The whole purpose of cloaking is to deceive someone. Unless you intend to deceive the visitors or the search engines or both, there is simply no reason to cloak.
Cloaking is a short-term solution to a long-term problem. Although this is an extreme analogy, it's a bit like robbing banks for a living. It can be effective. It can be lucrative. But chances are pretty good there will also be a price paid somewhere down the road. How far down the road will depend on both luck and experience. Unless you are both very lucky and very smart, you'll make some mistakes and end up getting a few domains banned as you learn the ropes. Consider it the cost of education. With some experience, you'll learn to keep a domain alive a little longer, but "down the road" will still inevitably arrive. That's the nature of a short-term solution. Never, ever, ever cloak a domain you're not willing to lose. Never do it on a server you're not willing to replace. The cost of cloaking isn't nearly as high as the cost of robbing banks, but it's nonetheless a cost you must be willing to pay.

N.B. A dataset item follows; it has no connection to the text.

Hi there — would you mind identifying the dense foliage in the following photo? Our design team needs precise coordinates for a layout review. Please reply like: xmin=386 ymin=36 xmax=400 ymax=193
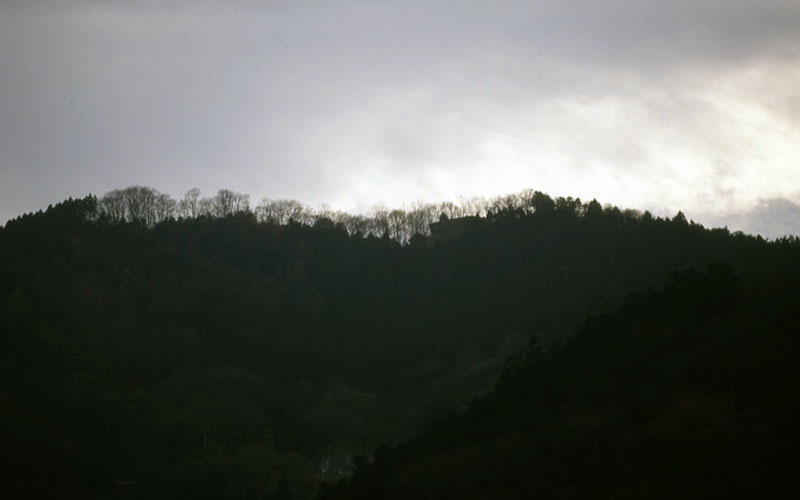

Want to hear a long-term solution? Stop thinking in terms of keywords and pages, and start thinking in terms of content. If you have a non-competitive keyword phrase you want to target, you do NOT need to devote a whole page to it. Give the visitors something actually useful to them, maybe even useful enough to garner a few links, and you can often successfully target three or five or dozen non-competitive phrases on the same page. Unlike cloaked pages, useful pages will survive algorithmic changes and can often stay in the SERPs for years. Long-term solutions take longer to implement, but also last a whole lot longer.
If you still think cloaking is a viable road (as I suspect you will), my advice would be to focus your investigation on Fantomaster. He pretty much invented the technology and has been extremely well known in SEO circles for years. Doesn't necessarily make him the best, I know, but it's probably where I would concentrate my attention.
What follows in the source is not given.